The proposed enhanced cost disclosure reporting requirements for investment funds and the new cost and performance reporting requirements for individual variable insurance contracts (segregated fund contracts), require the disclosure of ongoing costs for each fund, and as an aggregate amount for all investment funds or investments in a segregated fund contract held during the year.

“The proposals are as consistent as possible between the securities and insurance sectors with respect to disclosure of the ongoing costs of owning segregated fund contracts and investment funds, taking into account the material differences among those products and in the way the two sectors and their regulatory regimes operate,” the joint notice and request for comment states. 

Insurers will be expected to provide information to clients at least once a year, including fund expense ratios stated as a percentage for each segregated fund held by the client within their contract during the statement period and the aggregate amount of fund expenses and the aggregate cost of insurance guarantees for the segregated fund contract as a whole. “The methodology for determining the information included in the statements would be prescribed in order to ensure comparability for investors,” they write.

The group’s project committee worked with the Ontario Securities Commission (OSC) Investor Research Office and Behavioural Insights Team, drawing on earlier research commissioned by the MFDA, to design and test disclosure documents. Seven prototype disclosure documents were created for the securities sector and four were developed for insurance to determine which ones would be most effective in maximizing investor and policyholder comprehension of cost information. Prototype statements are included in annexes to the consultation document.

A short transition period 

“We recognize that developing and implementing system enhancements to implement the proposals will require a significant investment of time and resources by industry stakeholders. However, we firmly believe that providing both investors and policyholders with essential information about the ongoing embedded costs of investment funds and segregated funds at the earliest possible date is a priority. We therefore intend to adopt a short transition period,” state the regulators.

Final amendments to the proposals are expected to come into effect at the same time in September 2024 if ministerial approvals are obtained in the second quarter of 2023. “This would represent a transition period of approximately 18 months. Registrants and insurers would be required to deliver statements and reports compliant with the proposals as of the first reporting periods that fall entirely after this date.” 
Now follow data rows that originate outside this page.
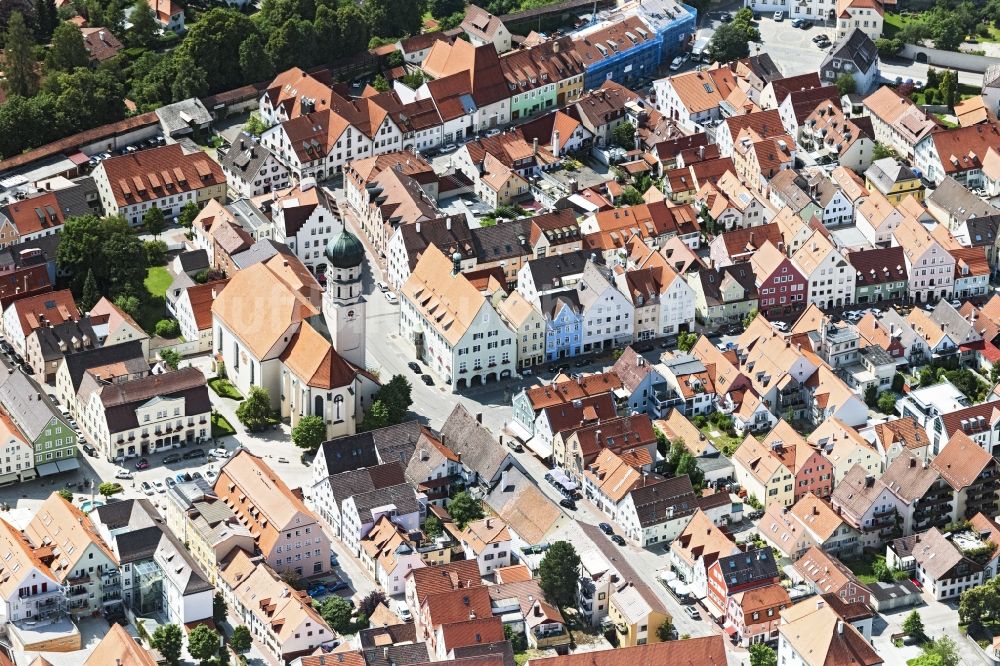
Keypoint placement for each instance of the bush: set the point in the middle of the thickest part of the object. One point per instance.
(168, 328)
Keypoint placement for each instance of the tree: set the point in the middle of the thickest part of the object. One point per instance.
(168, 641)
(203, 643)
(241, 641)
(143, 32)
(168, 328)
(463, 509)
(46, 18)
(624, 136)
(689, 465)
(19, 58)
(441, 8)
(153, 221)
(949, 88)
(913, 625)
(629, 197)
(370, 602)
(685, 341)
(432, 527)
(846, 85)
(887, 402)
(255, 126)
(109, 488)
(91, 294)
(559, 574)
(665, 632)
(943, 652)
(67, 51)
(881, 151)
(188, 214)
(219, 608)
(255, 412)
(762, 655)
(309, 433)
(338, 613)
(397, 398)
(128, 304)
(376, 417)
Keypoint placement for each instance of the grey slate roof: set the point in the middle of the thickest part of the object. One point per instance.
(855, 47)
(65, 332)
(545, 271)
(193, 261)
(245, 157)
(129, 353)
(465, 435)
(748, 567)
(959, 202)
(28, 405)
(667, 498)
(392, 444)
(401, 495)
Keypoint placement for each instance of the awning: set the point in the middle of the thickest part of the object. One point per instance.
(68, 465)
(541, 449)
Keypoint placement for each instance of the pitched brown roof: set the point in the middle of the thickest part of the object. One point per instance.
(159, 172)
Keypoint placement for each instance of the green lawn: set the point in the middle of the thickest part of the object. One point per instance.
(863, 570)
(224, 388)
(157, 281)
(221, 426)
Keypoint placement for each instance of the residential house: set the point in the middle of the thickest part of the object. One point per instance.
(698, 547)
(937, 562)
(280, 618)
(854, 54)
(160, 411)
(826, 574)
(893, 180)
(165, 178)
(288, 534)
(85, 566)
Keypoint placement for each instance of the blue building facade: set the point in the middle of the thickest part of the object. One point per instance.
(563, 324)
(632, 48)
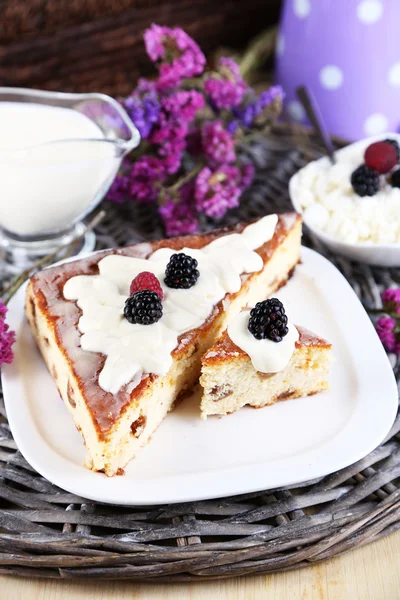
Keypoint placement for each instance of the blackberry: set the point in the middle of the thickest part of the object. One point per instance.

“We strongly encourage registrants and insurers to consider reviewing their systems and conduct advanced planning as soon as possible in order to have all of the necessary resources for implementation in place on time, following the final publication and subject to the required ministerial approvals,” says Louis Morisset, the CSA’s chair and president and CEO of the Autorité des marchés financiers

Stakeholders are invited to provide comments in writing on or before July 27, 2022.